本展の中核をなすのは、作家自身の姿を蝋でかたどった2点の同一の彫刻だ。会期初日、向かい合ったふたつの人物像に火が灯され、会期終了までの約3ヶ月のあいだ、少しずつ溶けながらその姿を変えていく。また地階では、床と壁の境界が曖昧になった没入感のあるインスタレーションを展開し、こちらでも「間違い探し」を思わせる空間が広がっている。ユーモラスな手法を通して自己をめぐる哲学的な問いを投げかけ、永続性と一時性、精神と身体、真実と欺瞞といった相反する概念を探求してきたフィッシャー。

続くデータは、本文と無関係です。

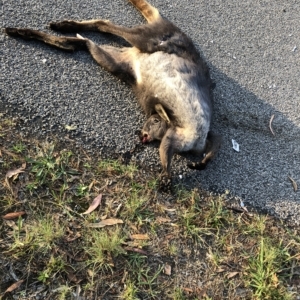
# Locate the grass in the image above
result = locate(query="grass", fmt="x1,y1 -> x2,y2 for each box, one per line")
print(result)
0,118 -> 300,300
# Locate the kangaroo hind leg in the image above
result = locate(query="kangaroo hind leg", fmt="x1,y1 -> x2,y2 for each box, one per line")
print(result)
5,28 -> 135,83
188,131 -> 222,170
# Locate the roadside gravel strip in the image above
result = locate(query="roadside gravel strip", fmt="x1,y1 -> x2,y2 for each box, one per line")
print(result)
0,0 -> 300,224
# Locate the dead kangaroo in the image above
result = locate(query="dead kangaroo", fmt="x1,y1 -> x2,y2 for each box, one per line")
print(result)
5,0 -> 220,182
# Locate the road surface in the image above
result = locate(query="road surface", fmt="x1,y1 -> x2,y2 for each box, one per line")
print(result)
0,0 -> 300,224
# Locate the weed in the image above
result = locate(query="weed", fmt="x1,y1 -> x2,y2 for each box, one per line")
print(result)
84,228 -> 125,269
12,142 -> 26,153
38,255 -> 65,283
98,160 -> 137,179
120,280 -> 139,300
75,184 -> 89,197
248,237 -> 291,300
0,119 -> 300,300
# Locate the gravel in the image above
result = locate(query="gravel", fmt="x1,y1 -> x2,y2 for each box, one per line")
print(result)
0,0 -> 300,225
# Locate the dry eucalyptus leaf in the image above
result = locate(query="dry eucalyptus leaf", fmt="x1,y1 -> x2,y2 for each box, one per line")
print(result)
156,217 -> 171,224
288,176 -> 298,192
130,234 -> 149,240
4,280 -> 24,294
88,219 -> 123,228
124,247 -> 148,255
82,194 -> 102,215
5,167 -> 24,178
65,125 -> 77,131
164,264 -> 172,276
226,272 -> 239,279
2,211 -> 26,220
269,115 -> 275,135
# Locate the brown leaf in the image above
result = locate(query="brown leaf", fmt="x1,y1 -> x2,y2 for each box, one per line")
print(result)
2,211 -> 26,220
5,167 -> 24,178
216,268 -> 225,273
124,247 -> 148,255
130,234 -> 149,240
4,280 -> 24,294
82,194 -> 102,215
164,207 -> 176,212
87,219 -> 123,228
226,272 -> 239,279
156,217 -> 171,224
164,264 -> 172,276
65,232 -> 81,242
288,176 -> 298,192
269,115 -> 275,135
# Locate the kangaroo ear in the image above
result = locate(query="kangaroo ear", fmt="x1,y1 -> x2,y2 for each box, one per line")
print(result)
155,104 -> 171,124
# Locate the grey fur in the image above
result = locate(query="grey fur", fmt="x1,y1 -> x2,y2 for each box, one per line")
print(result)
5,0 -> 220,176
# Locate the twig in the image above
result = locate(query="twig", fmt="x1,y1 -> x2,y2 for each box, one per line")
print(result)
269,115 -> 275,136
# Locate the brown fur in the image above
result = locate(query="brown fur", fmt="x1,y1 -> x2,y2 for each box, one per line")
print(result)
5,0 -> 220,176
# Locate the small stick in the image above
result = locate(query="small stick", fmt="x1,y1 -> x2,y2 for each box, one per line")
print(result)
269,115 -> 275,135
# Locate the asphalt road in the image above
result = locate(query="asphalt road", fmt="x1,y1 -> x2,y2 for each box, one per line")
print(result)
0,0 -> 300,224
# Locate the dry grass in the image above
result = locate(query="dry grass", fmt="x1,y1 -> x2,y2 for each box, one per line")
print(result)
0,118 -> 300,300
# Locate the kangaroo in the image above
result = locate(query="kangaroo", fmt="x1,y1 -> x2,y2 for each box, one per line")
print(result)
5,0 -> 221,182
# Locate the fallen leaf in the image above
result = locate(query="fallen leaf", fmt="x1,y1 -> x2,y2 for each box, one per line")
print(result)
130,234 -> 149,240
65,232 -> 81,242
4,280 -> 24,294
156,217 -> 171,224
82,194 -> 102,215
124,247 -> 148,255
164,264 -> 172,276
216,268 -> 225,273
65,125 -> 77,131
269,115 -> 275,135
5,167 -> 24,178
226,272 -> 239,279
164,207 -> 176,212
288,176 -> 298,192
87,269 -> 95,277
87,219 -> 123,228
272,273 -> 278,287
2,211 -> 26,220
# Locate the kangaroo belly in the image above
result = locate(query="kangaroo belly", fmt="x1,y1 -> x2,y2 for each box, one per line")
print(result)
134,52 -> 211,151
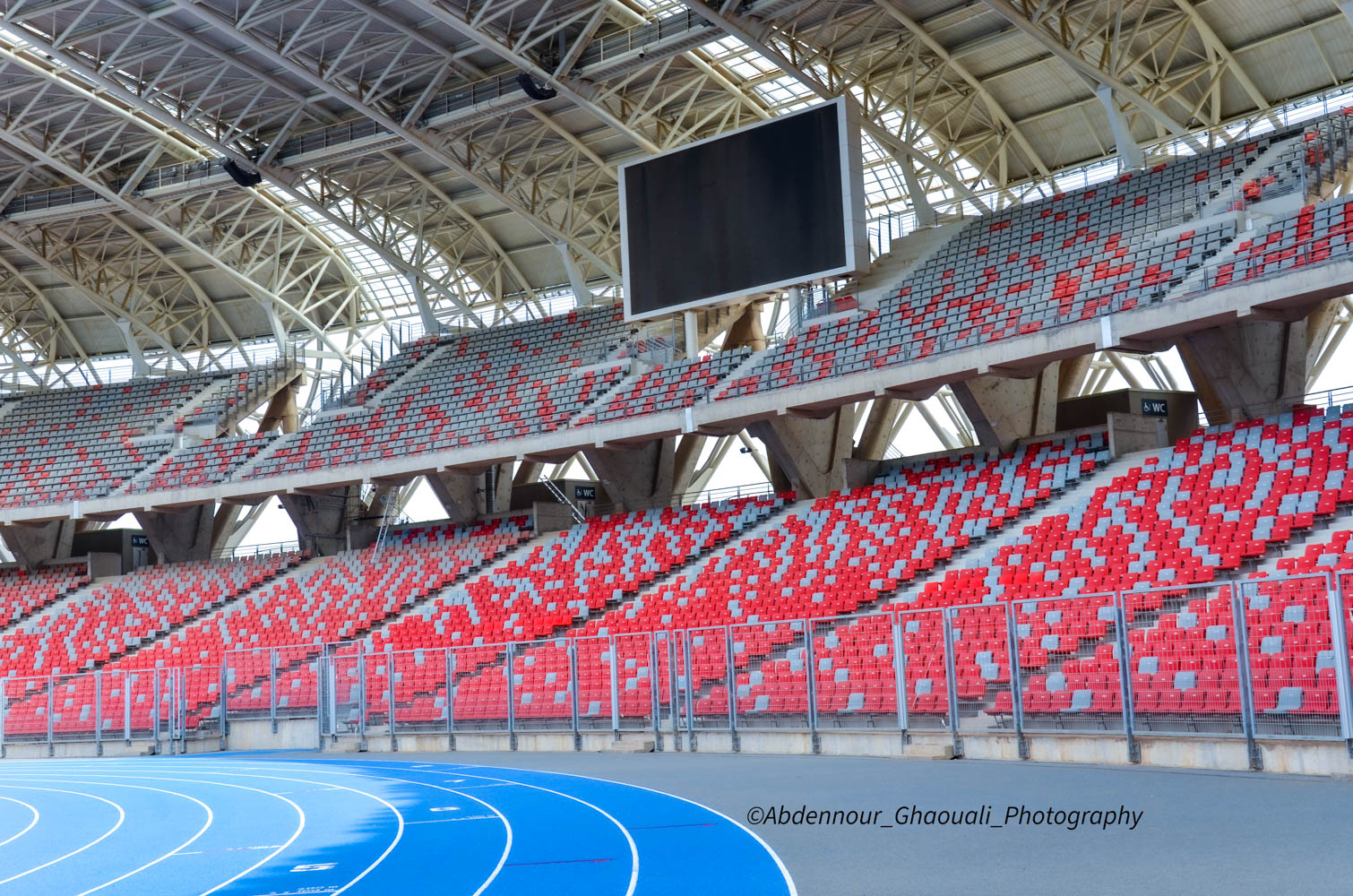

本稿では、「キャンドル・ポートレート」の日本初公開となった本展の様子を、作家の言葉とともにレポートする。【Tokyo Art Beat】
ファーガス・マカフリー東京で「間違い探し」と題する個展が開催中のウルス・フィッシャー。展覧会は、自身をかたどり拡大した彫刻作品《Mirror》を展示する1階と、床の模様を壁全体に転写したインスタレーションを展開する地下の2スペースで構成されている。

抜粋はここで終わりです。